Sep 07, 2021 04:38 AM

Local Governments to Set Prices for After-School Classes

(Bloomberg) — China’s local governments should set fees for after-school tutoring institutions that offer compulsory education subjects, the National Development and Reform Commission (NRDC) said, outlining another step in the country’s efforts to overhaul the private education sector.

Local governments should establish benchmark fees and floating ranges and include them in pricing catalogs, according to a notice from the NDRC. Price increases from the standard level will be capped at 10%. Local governments need to issue their standard pricing for private tutors and related polices by the end of 2021.

Beijing unveiled a sweeping overhaul of its private education sector in July, banning companies that teach school curriculums from making profits or raising outside capital. It also banned any tutoring for school subjects during vacations or holidays.

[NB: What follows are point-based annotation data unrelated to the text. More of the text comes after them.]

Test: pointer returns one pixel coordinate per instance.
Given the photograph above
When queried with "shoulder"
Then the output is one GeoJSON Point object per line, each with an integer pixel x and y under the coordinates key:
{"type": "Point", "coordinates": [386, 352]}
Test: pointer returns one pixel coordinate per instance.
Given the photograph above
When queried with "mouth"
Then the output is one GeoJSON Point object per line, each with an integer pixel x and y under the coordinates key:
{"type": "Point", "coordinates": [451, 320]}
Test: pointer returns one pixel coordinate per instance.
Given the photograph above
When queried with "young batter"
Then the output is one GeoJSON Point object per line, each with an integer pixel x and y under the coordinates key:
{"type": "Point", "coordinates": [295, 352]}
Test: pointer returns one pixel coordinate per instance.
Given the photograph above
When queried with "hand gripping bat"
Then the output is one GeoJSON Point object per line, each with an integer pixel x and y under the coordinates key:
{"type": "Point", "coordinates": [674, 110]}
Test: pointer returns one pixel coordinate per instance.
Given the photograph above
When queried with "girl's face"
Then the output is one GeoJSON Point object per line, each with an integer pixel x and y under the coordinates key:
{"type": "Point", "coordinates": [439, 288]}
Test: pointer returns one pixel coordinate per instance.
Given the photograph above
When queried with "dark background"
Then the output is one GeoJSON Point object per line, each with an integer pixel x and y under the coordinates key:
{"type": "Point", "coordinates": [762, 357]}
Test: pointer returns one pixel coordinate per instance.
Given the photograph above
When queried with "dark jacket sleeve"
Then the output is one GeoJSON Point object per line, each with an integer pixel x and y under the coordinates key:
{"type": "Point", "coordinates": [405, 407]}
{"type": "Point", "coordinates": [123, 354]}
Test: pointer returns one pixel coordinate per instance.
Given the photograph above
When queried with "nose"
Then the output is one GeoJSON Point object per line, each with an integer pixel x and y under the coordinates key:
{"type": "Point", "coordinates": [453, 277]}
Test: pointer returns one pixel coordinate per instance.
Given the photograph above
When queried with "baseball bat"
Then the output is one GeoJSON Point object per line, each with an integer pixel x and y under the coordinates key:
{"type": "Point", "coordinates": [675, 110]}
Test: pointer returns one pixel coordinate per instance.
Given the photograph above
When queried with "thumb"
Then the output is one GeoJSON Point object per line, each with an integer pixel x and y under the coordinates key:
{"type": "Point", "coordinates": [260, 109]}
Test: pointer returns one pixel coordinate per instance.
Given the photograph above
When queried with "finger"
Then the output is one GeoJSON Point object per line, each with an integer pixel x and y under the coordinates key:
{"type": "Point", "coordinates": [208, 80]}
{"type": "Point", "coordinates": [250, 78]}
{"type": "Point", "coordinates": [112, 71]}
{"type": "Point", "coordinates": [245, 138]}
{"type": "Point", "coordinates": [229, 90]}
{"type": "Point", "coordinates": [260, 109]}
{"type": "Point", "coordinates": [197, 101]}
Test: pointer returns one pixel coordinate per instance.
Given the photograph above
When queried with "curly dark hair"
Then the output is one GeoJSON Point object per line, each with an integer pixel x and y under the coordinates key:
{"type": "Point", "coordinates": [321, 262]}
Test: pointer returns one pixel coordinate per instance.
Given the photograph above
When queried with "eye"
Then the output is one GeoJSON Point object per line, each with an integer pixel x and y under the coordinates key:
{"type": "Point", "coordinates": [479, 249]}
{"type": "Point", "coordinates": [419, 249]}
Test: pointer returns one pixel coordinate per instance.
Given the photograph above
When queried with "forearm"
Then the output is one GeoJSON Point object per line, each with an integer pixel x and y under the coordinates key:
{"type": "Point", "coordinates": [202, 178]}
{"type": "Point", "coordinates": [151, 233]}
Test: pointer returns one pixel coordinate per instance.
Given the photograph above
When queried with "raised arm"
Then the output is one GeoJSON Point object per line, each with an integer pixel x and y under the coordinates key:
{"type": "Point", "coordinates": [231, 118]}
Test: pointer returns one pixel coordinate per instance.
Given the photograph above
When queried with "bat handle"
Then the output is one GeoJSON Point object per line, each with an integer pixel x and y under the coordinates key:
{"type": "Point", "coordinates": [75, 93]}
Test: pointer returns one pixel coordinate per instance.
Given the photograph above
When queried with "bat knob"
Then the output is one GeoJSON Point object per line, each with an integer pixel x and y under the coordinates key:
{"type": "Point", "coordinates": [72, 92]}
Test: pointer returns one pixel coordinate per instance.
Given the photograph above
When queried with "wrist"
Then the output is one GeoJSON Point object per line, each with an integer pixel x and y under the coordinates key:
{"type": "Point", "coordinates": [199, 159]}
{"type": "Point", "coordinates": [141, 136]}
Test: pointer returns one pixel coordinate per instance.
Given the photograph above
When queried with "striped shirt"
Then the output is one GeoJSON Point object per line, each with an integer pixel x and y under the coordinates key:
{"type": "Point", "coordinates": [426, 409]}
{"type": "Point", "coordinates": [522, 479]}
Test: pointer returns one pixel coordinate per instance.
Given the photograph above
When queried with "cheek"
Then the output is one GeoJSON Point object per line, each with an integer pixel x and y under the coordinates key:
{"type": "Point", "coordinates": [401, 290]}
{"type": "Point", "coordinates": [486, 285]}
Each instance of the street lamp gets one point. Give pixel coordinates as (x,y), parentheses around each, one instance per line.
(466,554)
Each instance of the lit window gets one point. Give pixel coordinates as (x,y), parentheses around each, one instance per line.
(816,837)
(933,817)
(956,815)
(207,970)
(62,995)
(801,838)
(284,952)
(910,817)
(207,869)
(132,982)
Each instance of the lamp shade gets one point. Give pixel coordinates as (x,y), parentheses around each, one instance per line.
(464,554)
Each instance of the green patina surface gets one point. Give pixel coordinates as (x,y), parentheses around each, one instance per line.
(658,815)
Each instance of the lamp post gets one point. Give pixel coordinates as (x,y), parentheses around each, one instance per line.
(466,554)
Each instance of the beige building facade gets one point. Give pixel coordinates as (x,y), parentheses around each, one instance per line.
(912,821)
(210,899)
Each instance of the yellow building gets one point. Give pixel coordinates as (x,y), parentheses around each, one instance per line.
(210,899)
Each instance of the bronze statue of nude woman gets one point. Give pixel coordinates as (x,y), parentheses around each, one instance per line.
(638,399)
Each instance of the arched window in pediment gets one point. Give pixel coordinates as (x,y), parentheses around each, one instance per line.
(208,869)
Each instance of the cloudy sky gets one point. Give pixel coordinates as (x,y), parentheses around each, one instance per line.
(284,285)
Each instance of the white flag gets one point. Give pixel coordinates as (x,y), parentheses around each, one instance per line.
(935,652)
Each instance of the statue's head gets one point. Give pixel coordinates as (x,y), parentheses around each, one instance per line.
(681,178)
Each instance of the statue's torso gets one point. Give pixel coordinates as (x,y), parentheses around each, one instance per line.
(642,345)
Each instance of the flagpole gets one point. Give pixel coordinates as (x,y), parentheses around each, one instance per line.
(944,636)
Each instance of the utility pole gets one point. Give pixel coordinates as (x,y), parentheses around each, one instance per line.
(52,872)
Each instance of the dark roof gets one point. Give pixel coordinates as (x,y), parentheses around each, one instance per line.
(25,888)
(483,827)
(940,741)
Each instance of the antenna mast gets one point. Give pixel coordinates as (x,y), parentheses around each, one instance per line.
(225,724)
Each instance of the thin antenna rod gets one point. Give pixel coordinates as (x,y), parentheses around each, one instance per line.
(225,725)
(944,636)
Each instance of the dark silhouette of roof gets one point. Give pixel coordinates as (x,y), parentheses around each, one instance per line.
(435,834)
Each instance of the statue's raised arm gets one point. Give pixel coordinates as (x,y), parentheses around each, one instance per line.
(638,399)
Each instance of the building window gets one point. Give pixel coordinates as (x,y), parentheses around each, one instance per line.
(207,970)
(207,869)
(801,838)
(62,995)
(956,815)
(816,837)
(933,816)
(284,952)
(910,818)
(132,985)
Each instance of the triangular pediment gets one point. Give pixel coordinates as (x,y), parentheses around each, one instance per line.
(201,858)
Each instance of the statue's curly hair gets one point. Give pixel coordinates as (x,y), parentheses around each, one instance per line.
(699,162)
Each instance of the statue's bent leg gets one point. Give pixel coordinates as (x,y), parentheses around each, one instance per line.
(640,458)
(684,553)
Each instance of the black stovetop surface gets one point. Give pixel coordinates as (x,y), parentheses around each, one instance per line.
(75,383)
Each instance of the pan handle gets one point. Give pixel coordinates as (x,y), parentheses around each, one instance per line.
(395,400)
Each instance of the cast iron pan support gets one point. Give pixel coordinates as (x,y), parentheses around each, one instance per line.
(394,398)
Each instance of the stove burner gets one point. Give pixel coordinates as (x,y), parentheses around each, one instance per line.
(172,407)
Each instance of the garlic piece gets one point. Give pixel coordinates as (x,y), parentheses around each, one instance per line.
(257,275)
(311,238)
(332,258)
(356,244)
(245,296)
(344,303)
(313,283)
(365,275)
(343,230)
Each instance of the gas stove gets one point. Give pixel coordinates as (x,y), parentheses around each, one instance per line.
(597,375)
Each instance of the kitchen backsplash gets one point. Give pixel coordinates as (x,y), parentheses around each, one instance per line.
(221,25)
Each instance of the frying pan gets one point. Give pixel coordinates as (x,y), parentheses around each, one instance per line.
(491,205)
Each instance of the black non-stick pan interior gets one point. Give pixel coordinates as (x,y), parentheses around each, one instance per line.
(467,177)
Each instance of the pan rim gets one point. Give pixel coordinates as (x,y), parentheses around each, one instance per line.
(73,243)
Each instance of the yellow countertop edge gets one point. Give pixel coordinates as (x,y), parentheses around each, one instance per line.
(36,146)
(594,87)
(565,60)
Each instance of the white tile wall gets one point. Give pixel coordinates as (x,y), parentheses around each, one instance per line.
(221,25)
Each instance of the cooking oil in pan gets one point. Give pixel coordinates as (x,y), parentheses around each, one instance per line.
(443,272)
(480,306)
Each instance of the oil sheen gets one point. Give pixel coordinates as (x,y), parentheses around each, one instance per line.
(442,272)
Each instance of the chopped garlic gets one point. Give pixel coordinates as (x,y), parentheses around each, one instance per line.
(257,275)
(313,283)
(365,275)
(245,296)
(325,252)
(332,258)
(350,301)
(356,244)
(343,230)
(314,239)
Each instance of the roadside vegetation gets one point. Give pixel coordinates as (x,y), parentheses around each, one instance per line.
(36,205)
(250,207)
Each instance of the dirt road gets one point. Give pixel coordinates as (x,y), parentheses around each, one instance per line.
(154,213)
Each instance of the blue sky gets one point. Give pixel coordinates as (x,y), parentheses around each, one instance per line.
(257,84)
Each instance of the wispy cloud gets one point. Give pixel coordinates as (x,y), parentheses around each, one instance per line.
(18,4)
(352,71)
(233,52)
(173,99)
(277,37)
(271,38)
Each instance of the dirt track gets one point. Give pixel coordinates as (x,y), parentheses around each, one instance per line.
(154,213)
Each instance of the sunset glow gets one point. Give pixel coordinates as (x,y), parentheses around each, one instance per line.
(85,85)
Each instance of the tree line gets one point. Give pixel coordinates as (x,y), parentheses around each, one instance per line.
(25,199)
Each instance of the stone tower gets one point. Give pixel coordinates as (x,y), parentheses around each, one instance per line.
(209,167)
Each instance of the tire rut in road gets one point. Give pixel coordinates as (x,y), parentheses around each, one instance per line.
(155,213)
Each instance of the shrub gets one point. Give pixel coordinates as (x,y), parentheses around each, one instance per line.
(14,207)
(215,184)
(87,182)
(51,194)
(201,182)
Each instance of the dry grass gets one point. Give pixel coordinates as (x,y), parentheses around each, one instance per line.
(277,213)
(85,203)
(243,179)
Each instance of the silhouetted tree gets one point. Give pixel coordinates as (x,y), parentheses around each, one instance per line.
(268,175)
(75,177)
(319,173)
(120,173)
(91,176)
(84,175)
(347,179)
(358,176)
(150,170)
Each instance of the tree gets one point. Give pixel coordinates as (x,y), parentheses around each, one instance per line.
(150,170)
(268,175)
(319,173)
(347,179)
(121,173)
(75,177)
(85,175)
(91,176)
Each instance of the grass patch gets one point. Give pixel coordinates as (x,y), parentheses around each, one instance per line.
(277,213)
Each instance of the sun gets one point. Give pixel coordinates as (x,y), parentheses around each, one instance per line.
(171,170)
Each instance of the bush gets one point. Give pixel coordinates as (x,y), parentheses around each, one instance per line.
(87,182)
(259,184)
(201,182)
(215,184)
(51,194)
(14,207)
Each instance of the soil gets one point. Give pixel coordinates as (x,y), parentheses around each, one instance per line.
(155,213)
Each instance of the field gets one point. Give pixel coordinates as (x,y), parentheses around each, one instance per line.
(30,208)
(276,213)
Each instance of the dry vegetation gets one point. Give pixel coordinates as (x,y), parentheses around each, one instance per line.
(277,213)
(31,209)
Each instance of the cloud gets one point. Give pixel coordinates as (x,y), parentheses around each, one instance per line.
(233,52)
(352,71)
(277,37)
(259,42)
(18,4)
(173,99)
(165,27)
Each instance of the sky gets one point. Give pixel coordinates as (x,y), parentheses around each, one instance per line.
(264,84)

The shares of companies such as TAL Education Group, New Oriental Education & Technology Group and Gaotu Techedu Inc., once stock market darlings, have all tumbled.

Other key points from the notice:

• After-school class providers should not spend more than 3% of revenue from classes on advertising.

• Classes should be categorized under three broad types: those with fewer than 10 students, those with 10 to 35 people, and those with more than 35.

• Standard classes should last 30 minutes online, physical lessons should run 45 minutes.

• Local governments should tighten supervision around rules on collecting tuition fees.

• Class brochures, teachers’ certificates and financial performance reports should be submitted annually for government review.

The new policy stance was a dizzying reversal after the education sector surged on robust demand and drew funding from venture capital firms and public investors. The out-of-school education system was “severely hijacked by capital,” according to an article posted on the site of the Ministry of Education.

Officials said the goal is to promote equality and decrease the burden of education on children. It coincides with Beijing’s efforts to increase the birth rate as the country faces demographic challenges.

The NDRC also called for education institutions to improve their disclosure of class content and charging practices while local governments organize and implement the new standards.